Atomic floppies
I previously posted this in 2016 and am posting the article again as the details are timeless.
Reading the morning news I saw an article that piqued my interest. I had heard in previous news that the Air Force relied on floppy disks for some of the nuclear launch systems. Today TIME magazine took them to task on it in an article titled “The Pentagon’s Huge Atomic Floppies”. The article was a response to a GAO report that talks about aging legacy systems and the need to update some critical infrastructure. In the last hour I have seen similar articles in The Register and Ars Technica UK. Knowing that a story like this generates a lot of coverage I did a quick Google search for 8" floppies and found 67 articles covering the same story already. To give credit where credit is due, Ars Technica had covered this from a small portion of a 60 Minutes segment in 2014.
Often stories like this do one of two things. Either generate more fear and action than is justified or it is glosses over a real problem. This time I feel the fear and reaction are about level. Even with congress members holding up out dated floppies in hearings, the response seems fairly measured. The systems are still functioning and we are making a lot of noise on replacing them. Should it have ever gone this far? No, but I think we haven’t gotten to a point of failure, yet.
Rep Jason Chaffetz holding a floppy in hearing., Originally credited to House Oversight and Government Reform Committee.
So I could be taking the stance that this is a clear failure of the concept of anticrytptography. It sort of is. Those floppies are a weak link in a rusty chain, but I am worried about what will replace it and that the equivalent article will appear in 10-20 years with more dire consequences.
The system they are talking about is an IBM System/1 that uses 8" floppies for removable storage. Those systems are rugged and designed to last. The floppy drives and hard drives (if they have them) are the two parts I worry about the most. The whole system is built from discrete parts probably using standard TTL parts with numbers like 7400. IBM also published detailed schematics for all of the hardware of the day, to the point you could build it from scratch. I have my IBM PC technical reference manual. With it, some wire, a soldering iron and a supply of discrete TTL logic and a few other chips I could probably keep it running near forever.

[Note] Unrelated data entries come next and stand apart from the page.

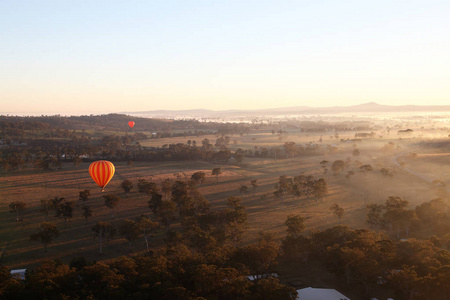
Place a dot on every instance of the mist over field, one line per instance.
(224, 150)
(294, 200)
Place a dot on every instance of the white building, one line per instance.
(320, 294)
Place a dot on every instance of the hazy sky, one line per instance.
(91, 56)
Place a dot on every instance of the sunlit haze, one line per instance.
(80, 57)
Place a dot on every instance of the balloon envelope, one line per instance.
(102, 171)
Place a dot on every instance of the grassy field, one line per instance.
(265, 211)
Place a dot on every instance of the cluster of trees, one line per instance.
(202, 259)
(299, 186)
(394, 217)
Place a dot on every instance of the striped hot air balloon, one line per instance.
(102, 172)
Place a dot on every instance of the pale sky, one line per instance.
(78, 57)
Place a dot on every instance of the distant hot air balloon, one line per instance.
(102, 171)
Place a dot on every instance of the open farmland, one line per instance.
(266, 212)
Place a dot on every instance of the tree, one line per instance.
(130, 230)
(295, 225)
(65, 210)
(84, 196)
(147, 226)
(103, 230)
(254, 184)
(216, 172)
(87, 212)
(47, 233)
(198, 177)
(46, 206)
(126, 185)
(111, 201)
(166, 212)
(243, 189)
(236, 219)
(166, 188)
(338, 166)
(238, 156)
(77, 161)
(366, 168)
(146, 187)
(290, 148)
(338, 211)
(320, 188)
(374, 215)
(17, 207)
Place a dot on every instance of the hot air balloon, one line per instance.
(102, 171)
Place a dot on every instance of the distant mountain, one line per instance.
(365, 107)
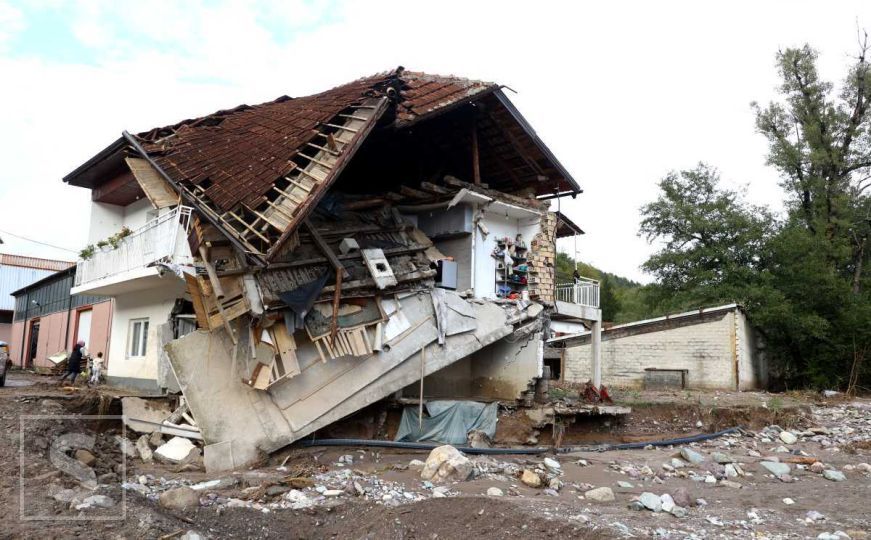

IBM hardware manual and TTL chips
Today’s system will be a board full of custom chips that have a production life measured in months. Intel will guarantee a production run CPUs, but not much else on the board will. Those boards will need to be considered the same as the TTL chip on a System/1 board and a large supply will need to be kept.
The interface and communication protocols will have to be fully documented so newer equipment can still talk to legacy systems during upgrades and outfitting. I bet that System/1 is using communications that are simple enough to be reverse engineered in a weekend with minimal documentation. Will the modern encrypted network connection be as simple to work with given any amount of documentation?
I’m not against replacing these systems post haste. At the same time I would like to see the systems avoid mistakes that will repeat this same problem in a worse way. If they make reasonable decisions, keep things as simple as possible, and document it well, I have hope that congress members won’t be waving Ethernet cables in hearings in 40 years.